Sungguh, tindakan ini justru menegaskan bahwa mereka sadar kejahatan yang dilakukan tidak bisa dibenarkan, sehingga harus disembunyikan dari publik. Ini menambah daftar panjang praktik kolonialisme modern yang dijalankan dengan cara-cara barbar.

 

Keleluasaan Zionis dengan cara melakukan penjajahan tidak bisa dilepaskan dari dukungan penuh Amerika Serikat. Washington bukan hanya sekadar sekutu Zionis, tetapi merupakan penopang utama dalam hal senjata, logistik, politik, bahkan perlindungan diplomatik di forum internasional. Amerika berkali-kali menggunakan hak veto-nya untuk menggagalkan resolusi PBB yang menuntut penghentian agresi Zionis.

 

Dukungan ini jelas memperlihatkan bahwa proyek Zionis adalah bagian integral dari strategi Amerika untuk menjaga hegemoni di Timur Tengah. Tujuan politiknya juga sangat gamblang yaitu mencegah terjadinya kebangkitan Islam.

 

Amerika khawatir apabila umat Islam di Timur Tengah kembali bersatu di bawah satu kepemimpinan politik yakni Daulah. Maka seluruh tatanan Kapitalisme global akan terguncang. Keberadaan Daulah akan mengakhiri dominasi Barat, sumber daya strategis di kawasan, menghapus ketergantungan pada tata aturan ribawi internasional, dan menghentikan hegemoni politik yang selama ini menguntungkan Amerika dan sekutunya.

 

Oleh sebab itu, Palestina dijadikan titik kritis sebuah “frontline” untuk mengalihkan energi umat Islam agar tetap sibuk dengan luka yang tak kunjung sembuh. Sehingga bangkitnya peluang bangkitnya kekuatan politik Islam bisa ditekan.

 

Ini menunjukkan dengan jelas bahwa konflik Gaza bukan sekadar isu kemanusiaan, melainkan bagian dari perang ideologi global. Zionis hanyalah poin, sementara aktor utama yang mengendalikannya adalah Amerika dan blok kapitalis internasional.

 

Dengan begitu, maka solusi yang tepat tidak cukup dengan diplomasi atau mengandalkan lembaga internasional yang sejak awal terbukti tidak berpihak.

 

Satu-satunya jalan adalah dengan mengerahkan kekuatan nyata umat Islam.
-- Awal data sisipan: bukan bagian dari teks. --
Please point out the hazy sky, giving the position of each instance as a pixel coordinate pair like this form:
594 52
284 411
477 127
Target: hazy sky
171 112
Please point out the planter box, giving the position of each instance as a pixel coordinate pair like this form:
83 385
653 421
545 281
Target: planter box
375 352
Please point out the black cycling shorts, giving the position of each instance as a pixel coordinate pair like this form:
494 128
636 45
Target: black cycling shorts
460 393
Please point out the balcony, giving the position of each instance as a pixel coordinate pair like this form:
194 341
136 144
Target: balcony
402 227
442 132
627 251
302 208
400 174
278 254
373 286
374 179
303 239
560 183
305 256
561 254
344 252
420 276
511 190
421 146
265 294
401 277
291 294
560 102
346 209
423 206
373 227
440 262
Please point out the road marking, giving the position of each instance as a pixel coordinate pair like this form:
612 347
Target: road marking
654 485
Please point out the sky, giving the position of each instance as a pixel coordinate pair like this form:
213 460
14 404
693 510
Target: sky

Sebab, pada dasarnya seorang imam atau pemimpin itu adalah perisai. Umat berperang di belakangnya dan berlindung dengannya. Sebagaimana hadis Bukhari dan Muslim.

 

Maka, peperangan melawan Zionis hanya akan efektif jika dipimpin oleh sebuah entitas politik mewakili seluruh umat Islam yaitu Daulah. Kehadiran Daulah bukan sekedar pilihan ideologis melainkan kebutuhan mendesak untuk melindungi darah, kehormatan, dan tanah kaum muslimin. Dan melawan penjajahan dengan jihad adalah sebuah kewajiban.

 

Sejatinya palestina akan terbebas ketika ada kekuatan militer terorganisir dan dipimpin komando politik yang sah yakni jihad fisabilillah di bawah kepemimpinan seorang Khalifah.

 

Maka, umat Islam harus punya kesadaran penuh untuk mengembalikan perisai mereka yang hilang yakni Daulah Khilafah. Tanpa adanya perisai ini, umat Islam tercerai berai, lemah dan hanya bisa menyaksikan penderitaan saudaranya tanpa mampu memberikan perlindungan nyata. Wallahu A’lam. [LM/ry].